Bagi Arif, apa yang dilakukan, sungguh tak berarti dibanding sepak terjang orang-orang seperti Bung Karno, yang tidak pernah berpikir untuk dirinya, bahkan rela berhadapan dengan Belanda, rela pula dipenjara bertahun-tahun. Kisah-kisah Bung Karno tentang marhaenisme, kapitalisme, dan kekejaman kolonialisme, benar-benar telah merasuk dalam peredaran darah merah Arif, si sopir taksi.
Kalimat Bung Karno yang melekat antara lain, “Arif, kita harus sadar bahwa kita ini bukan bangsa tempe, tetapi masih cucu elang rajawali. Coba saja siapa yang tidak kenal tokoh Gajah Mada yang dapat menyatukan Majapahit. Bukankah pada waktu itu negara Majapahit berpengaruh sampai luar negeri? Nah, di sinilah Arif, kita harus sadar sesadar-sadarnya, dan ketahuilah tidak seorangpun dapat mengubah nasib bangsanya kalau bangsa itu sendiri tidak mau berusaha, tidak mau bangkit, mengubahnya sendiri.”

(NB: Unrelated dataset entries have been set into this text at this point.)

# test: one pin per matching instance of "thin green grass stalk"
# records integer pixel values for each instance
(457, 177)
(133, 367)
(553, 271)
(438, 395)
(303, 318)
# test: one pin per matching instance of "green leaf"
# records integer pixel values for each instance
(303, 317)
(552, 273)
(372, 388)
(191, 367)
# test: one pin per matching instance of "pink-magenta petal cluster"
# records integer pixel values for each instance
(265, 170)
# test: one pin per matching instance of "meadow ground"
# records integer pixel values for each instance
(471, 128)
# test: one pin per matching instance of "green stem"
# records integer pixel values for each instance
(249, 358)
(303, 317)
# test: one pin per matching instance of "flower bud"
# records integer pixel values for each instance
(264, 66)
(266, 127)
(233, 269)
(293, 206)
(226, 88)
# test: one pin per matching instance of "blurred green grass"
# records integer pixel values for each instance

Bagaimana dengan utang-utang Bung Karno kepada Arif? “Ah, Bung Karno itu sangat baik. Kalau dia ada uang, langsung dibayar semua”
Kisah berlanjut hingga ke suatu hari, Arif mengantar Bung Karno ke Gang Kenari. Sebelum turun, Bung Karno berpesan supaya besok pagi dijemput di Gang Kenari, menuju Gambir, selanjutnya kembali ke Bandung. “Besok jemputlah di tempat ini. Jangan lupa Rif, besok pun masih ngutang lagi yaa” kata Bung Karno sambil menepuk pundak Arif.
Arif menyahut, “Bung, jangan berkata begitu terus, bikin malu saya saja… sampai besok pagi bung!”
Keesokan harinya, tanggal 1 Agustus 1933, Arif meninggalkan rumah, mengarahkan taksinya ke Gang Kenari, hendak menjemput Bung Karno. Betapa terkejut Arif, sesampai di Gang Kenari didapat berita bahwa tadi malam Belanda menangkap Bung Karno. Arif menjatuhkan punggungnya ke sandaran kursi kemudi sambil bergumam, “Nasib pejuang. Kemarin masih bercanda sama saya, hari ini sudah meringkuk di penjara.”
Kisah selanjutnya tentang Bung Karno didapat Arif dari para pejuang yang lain, serta dari suratkabar. Arif tetap mengikuti berita tentang pembuangan Bung Karno ke Ende, disusul pembuangan ke Bengkulu, hingga akhirnya Jepang masuk Indonesia tahun 1942. Arif tak pernah lagi berjumpa dengan Bung Karno.
Tiba-tiba pada era pendudukan Jepang, ia kedatangan tamu orang yang sangat dikenalnya… “Arif… apa kabarnya,” sapa tamu itu ramah. Tamu yang dimaksud, tak lain dan tak bukan adalah tokoh pergerakan yang kesohor: Bung Karno. Ia datang bertamu malam-malam ke rumah dengan dua tujuan. Pertama, melunasi semua utang ongkos taksi terdahulu. Kedua, menawarinya pekerjaan menjadi sopir pribadi Bung Karno.
Kisah selanjutnya, Arif selalu bersama Bung Karno. Ia merasa terhormat, Bung Karno tidak melupakan jasa kecil orang kecil seperti Arif, sopir taksi bagi jalannya revolusi. Tercatat, Arif mengabdi sebagai pengemudi pribadi Bung Karno hingga tahun 1960. Saat Bung Karno bertanya, apa keinginan Arif setelah berhenti bekerja? Spontan Arif menyatakan keinginannya pergi ke tanah suci.
Bung Karno pun mengabulkan Arif pergi haji.